Dans le cas de Tom et Jerry, la censure s’autorise à resculpter une œuvre artistique, au mépris des droits de son auteur, en lieu et place d’un éventuel avertissement en base line.

Je vous parie une cartouche de Gitane papier maïs, goudron certifié, qu’à la prochaine exposition Daumier au Louvre, il se trouvera des excités pour exiger qu’on occulte les fameux « cigares patronaux ». Vous imaginez ! Nos enfants ne comprendraient pas la persistance de ces images décadentes avec les actuelles campagnes contre le tabagisme !!!

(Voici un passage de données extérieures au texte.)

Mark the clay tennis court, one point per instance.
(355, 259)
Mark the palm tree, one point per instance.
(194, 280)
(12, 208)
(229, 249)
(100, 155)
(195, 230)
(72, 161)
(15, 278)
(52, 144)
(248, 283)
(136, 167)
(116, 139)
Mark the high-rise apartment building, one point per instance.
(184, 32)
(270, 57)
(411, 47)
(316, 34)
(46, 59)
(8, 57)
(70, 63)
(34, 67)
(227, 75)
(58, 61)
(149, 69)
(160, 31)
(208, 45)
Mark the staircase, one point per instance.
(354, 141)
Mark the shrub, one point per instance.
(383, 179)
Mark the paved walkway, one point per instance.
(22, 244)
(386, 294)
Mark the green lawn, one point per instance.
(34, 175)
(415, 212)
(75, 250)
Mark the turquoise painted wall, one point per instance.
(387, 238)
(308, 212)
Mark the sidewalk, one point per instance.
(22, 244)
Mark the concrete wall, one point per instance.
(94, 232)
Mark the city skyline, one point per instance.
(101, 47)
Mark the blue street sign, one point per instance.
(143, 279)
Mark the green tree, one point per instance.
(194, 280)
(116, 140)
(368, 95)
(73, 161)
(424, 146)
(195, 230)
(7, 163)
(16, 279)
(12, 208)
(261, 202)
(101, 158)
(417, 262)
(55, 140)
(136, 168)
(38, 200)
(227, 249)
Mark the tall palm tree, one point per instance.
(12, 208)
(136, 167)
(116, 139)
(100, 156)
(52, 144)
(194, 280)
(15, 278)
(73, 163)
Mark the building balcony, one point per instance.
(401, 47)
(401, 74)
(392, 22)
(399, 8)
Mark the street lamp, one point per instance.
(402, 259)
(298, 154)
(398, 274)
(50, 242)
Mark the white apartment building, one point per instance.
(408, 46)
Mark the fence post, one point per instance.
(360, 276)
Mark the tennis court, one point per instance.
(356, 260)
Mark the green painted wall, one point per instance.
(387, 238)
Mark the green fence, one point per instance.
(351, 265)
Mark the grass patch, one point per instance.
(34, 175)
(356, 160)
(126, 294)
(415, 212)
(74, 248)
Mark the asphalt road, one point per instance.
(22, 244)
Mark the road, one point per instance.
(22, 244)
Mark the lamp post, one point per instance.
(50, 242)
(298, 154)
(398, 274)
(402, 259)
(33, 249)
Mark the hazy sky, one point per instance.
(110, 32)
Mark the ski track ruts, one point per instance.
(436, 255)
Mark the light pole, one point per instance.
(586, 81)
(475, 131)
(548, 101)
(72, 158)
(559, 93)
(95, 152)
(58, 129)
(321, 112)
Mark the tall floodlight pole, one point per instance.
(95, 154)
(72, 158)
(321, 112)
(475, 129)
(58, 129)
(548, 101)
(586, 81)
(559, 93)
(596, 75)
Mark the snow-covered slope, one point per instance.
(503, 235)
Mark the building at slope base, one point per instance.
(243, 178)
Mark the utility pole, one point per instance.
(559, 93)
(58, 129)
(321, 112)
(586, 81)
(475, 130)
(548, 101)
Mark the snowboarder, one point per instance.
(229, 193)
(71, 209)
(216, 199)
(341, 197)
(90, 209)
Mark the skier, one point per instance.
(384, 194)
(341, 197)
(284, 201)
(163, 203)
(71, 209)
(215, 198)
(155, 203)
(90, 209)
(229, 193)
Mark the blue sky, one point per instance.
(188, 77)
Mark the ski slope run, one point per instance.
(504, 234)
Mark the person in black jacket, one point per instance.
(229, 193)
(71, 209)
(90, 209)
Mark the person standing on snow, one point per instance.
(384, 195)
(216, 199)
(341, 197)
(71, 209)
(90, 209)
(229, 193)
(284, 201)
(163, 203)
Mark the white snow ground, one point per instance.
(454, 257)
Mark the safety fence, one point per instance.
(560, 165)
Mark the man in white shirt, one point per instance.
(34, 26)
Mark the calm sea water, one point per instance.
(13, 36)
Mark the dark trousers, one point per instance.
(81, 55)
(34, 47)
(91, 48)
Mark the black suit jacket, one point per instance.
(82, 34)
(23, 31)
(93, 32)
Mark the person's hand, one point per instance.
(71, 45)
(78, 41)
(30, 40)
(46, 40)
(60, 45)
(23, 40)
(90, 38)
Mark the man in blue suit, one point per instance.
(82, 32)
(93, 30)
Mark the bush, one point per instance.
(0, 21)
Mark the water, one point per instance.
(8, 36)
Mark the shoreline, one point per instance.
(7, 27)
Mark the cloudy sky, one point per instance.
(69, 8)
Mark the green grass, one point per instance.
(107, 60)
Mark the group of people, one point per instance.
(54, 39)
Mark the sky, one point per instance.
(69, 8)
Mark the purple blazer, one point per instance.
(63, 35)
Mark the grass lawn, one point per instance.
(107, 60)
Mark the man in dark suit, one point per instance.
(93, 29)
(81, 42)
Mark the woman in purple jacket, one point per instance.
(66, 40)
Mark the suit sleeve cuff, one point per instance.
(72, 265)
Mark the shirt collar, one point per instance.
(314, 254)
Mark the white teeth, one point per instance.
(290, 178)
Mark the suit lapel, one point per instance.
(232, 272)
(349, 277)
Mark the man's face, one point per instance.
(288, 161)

Il faudra aussi « revisiter » les manuels d’histoire et retoucher les photos emblématiques des Che Guevara, Fidel Castro, Nikita Khrouchtchev et Harry Truman, en effaçant ces gigantesques attributs fumants, témoins de leur virilité historique… A moins que nos amis Anglais, cédant au regard posthume d’un Churchill devenu furax, ne finissent par découvrir le sens du ridicule.

Mon Dieu, protégez-nous des méfaits du tabac. Mais si en plus vous pouviez nous protéger des cons…Alléluia

Michel-Edouard Leclerc

Lundi 21 août 2006

Nicolas Hulot, candidat virtuel : un effet Coluche ?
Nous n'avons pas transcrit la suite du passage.